= ISVEIMER =

Istituto per lo Sviluppo Economico dell'Italia Meridionale S.p.A., known as ISVEIMER, is a former Italian bank based in Naples, Campania. The bank was in liquidation since 1996, which the headquarter of the company was relocated to Rome. However, due to the subsidized loan, the company was still in wind-down phase as in 2015.

==History==
The bank was established in 1938 and since 1953 as one of the 19 Mediocredito of Italy and one of the three Istituti per il Finanziamento a Medio Terminealle Medie e Piccole Industrie nell'Italia Meridionale e Insulare (Istituti Meridionale) which was funded by Cassa per il Mezzogiorno. The bank provided medium term loan to small and medium industries from Southern Italy, except in the two islands (covered by Credito Industriale Sardo and IRFIS respectively). Due to Legge Amato, the bank became a limited company (Società per Azioni) in 1993. At the time Banco di Napoli owned 44.859% stake, plus an additional 6.16% stake were purchased from Cassa di Risparmio di Calabria e Lucania, Banca Popolare di Novara, Banca Sannitica, Banca di Roma, Banca della Provincia di Napoli, Cassa di Risparmio della Provincia dell'Aquila, Cassa di Risparmio Salemitana, Banca Popolare di Taranto, Banca di Credito Popolare di Torre del Greco and Banca Popolare di Crotone.

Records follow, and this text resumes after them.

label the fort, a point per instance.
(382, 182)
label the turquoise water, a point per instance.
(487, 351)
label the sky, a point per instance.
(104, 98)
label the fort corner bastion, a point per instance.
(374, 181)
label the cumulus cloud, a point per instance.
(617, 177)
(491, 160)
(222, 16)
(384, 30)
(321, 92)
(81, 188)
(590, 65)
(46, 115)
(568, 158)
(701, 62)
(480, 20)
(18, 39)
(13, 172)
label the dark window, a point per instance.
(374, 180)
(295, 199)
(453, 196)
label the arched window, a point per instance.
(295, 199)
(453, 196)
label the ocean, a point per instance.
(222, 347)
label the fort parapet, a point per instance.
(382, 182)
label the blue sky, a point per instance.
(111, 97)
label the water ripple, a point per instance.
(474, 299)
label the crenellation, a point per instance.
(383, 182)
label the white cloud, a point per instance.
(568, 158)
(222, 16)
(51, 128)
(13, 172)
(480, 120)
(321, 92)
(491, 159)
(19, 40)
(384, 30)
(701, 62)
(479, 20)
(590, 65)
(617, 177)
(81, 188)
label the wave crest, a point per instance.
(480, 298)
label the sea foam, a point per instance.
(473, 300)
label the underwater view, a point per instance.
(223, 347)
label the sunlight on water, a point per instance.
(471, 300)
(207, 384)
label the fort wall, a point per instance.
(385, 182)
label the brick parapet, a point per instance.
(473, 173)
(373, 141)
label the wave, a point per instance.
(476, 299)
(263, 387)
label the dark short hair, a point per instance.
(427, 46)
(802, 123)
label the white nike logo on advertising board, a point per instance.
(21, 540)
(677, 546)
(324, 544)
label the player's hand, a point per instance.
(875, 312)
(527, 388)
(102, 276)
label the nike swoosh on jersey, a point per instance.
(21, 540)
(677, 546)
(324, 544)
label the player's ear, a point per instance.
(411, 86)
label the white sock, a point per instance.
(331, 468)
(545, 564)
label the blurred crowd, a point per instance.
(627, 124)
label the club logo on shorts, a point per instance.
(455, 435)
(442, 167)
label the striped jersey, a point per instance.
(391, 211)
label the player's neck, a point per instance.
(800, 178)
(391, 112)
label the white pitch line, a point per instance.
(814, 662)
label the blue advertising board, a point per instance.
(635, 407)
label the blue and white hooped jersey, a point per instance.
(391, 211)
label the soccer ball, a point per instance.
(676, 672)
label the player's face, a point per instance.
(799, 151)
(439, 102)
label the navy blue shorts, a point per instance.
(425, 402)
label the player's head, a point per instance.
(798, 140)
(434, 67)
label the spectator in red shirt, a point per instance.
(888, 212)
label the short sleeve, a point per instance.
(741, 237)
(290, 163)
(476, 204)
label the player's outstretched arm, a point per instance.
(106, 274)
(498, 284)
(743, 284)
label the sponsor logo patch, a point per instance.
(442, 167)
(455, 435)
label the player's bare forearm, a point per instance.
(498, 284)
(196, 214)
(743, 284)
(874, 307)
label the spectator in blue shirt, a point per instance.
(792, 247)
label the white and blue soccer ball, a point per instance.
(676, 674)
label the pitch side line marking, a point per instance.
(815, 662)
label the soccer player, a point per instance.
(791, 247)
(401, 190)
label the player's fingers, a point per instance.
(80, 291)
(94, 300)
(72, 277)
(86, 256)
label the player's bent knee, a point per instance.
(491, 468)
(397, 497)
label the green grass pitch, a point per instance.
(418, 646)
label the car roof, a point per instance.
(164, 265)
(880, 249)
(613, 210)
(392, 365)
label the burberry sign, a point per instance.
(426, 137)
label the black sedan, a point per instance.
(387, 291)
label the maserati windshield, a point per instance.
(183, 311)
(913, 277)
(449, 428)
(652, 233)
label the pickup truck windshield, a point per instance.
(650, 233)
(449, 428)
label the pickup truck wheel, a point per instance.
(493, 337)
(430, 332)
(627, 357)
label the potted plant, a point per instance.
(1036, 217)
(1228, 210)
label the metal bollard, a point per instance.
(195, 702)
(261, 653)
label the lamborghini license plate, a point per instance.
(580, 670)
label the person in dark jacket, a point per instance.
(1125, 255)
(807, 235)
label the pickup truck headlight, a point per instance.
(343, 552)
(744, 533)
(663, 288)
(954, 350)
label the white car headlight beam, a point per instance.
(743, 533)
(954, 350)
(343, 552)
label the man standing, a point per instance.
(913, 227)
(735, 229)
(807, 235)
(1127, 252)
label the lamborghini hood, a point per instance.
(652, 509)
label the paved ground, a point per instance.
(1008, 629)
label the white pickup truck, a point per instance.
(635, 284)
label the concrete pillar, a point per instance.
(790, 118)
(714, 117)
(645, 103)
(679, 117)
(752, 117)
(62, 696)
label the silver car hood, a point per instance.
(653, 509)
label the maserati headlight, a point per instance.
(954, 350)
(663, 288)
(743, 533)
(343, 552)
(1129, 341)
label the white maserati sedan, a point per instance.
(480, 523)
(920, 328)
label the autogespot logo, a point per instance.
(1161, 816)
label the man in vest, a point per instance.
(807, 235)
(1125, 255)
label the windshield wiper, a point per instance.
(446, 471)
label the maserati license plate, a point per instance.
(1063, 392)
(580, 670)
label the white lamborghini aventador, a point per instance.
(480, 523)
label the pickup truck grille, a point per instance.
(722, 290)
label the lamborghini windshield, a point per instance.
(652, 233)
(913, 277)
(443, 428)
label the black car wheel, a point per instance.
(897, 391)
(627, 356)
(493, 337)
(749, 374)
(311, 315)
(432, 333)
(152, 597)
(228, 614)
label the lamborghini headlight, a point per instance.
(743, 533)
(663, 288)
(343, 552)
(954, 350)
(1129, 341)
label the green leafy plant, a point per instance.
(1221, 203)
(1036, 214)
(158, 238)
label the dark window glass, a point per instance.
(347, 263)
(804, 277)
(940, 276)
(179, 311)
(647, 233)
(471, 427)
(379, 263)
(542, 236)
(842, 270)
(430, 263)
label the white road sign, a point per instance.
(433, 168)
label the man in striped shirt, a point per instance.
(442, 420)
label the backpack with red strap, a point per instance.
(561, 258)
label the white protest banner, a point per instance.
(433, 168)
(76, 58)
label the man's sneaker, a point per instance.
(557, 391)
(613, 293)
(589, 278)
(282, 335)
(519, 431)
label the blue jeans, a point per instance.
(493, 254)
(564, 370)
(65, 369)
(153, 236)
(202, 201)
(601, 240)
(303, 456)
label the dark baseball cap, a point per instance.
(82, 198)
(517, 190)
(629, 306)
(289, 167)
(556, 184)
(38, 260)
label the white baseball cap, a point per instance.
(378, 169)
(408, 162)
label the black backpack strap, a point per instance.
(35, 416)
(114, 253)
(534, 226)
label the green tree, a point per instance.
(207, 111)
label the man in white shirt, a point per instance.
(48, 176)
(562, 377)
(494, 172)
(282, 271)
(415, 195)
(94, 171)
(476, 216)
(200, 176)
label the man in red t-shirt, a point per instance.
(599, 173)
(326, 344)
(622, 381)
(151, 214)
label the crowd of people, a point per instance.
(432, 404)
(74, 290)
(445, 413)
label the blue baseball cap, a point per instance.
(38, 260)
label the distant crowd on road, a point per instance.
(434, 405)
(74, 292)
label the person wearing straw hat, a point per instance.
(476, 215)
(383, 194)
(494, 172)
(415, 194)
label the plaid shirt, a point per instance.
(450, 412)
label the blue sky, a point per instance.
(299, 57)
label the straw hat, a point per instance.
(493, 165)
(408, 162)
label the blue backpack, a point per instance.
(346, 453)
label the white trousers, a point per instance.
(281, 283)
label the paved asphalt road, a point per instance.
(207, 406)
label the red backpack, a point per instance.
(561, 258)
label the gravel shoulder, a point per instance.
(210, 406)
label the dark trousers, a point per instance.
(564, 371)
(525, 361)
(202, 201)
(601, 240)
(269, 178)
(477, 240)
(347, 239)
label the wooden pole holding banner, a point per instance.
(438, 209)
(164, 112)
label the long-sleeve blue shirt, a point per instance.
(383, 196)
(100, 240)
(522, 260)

However, in 1996, the bank entered a voluntary liquidation. After the start of liquidation, Banco di Napoli owned a controlling stake in ISVEIMER (65.22% in 2001), as well as an additional 0.17% stake owned by Banca dell'Adriatico, a bank joined Sanpaolo IMI Group in 2002. The stake held by Banco di Napoli and Banca dell'Adriatico soon transferred to parent company Sanpaolo IMI (65.40% stake in 2006), and then Intesa Sanpaolo in 2007 (65.47% stake). An additional 0.04% stake was owned by Cassa di Risparmio di Ascoli Piceno, a Banca Intesa subsidiary.